To boil this down, in order for a video to be one of the “hundreds” of videos that makes it through first filter of Candidate Generation, that video must be relevant to the user’s Watch History and it must also be a video that similar viewers have watched.

The second filter is the Ranking filter. The paper goes into a lot of depth around the Ranking Filter and cites a few meaningful factors of which it’s composed. The Ranking filter, the authors write, ranks videos by:

…assigning a score to each video according to a desired objective function using a rich set of features describing the video and user. The highest scoring videos are presented to the user, ranked by their score.
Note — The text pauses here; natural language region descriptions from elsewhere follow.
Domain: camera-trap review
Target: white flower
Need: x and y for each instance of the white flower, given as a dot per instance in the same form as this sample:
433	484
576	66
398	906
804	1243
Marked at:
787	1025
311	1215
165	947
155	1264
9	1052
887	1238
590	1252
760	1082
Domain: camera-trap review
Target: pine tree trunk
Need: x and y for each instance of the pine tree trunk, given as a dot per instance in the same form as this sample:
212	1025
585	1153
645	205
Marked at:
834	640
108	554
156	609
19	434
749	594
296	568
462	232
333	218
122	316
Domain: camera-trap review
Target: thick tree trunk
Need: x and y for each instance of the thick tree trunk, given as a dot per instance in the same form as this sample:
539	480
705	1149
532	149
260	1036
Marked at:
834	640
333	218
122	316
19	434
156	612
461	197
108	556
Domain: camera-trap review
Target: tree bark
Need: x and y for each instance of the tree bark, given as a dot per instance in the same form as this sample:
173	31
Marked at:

Since Watch Time is the top objective of YouTube for viewers, we have to assume it’s the “desired objective function” referenced. Therefore, the score is based on how well a video, given the various user inputs, is going to be at generating Watch Time. But, unfortunately, it’s not quite that simple. The authors reveal there’s a lot more that goes into the algorithm’s calculus.

We typically use hundreds of features in our ranking models.

How the algorithm ranks videos is where the math gets really complex. The paper also isn’t explicit about the hundreds of factors considered in the ranking models, nor how those factors are weighted. It does cite the three elements mentioned in the Candidate Generation filter, however, (which are Watch History, Search History, and Demographic Inforomation) and several others including “freshness”:

Many hours worth of videos are uploaded each second to YouTube. Recommending this recently uploaded (“fresh”) content is extremely important for YouTube as a product. We consistently observe that users prefer fresh content, though not at the expense of relevance.

One interesting wrinkle the paper notes is that the algorithm isn’t necessarily influenced by the very last thing you watched (unless you have a very limited history). The authors write:

We “rollback” a user’s history by choosing a random watch and only input actions the user took before the held-out label watch.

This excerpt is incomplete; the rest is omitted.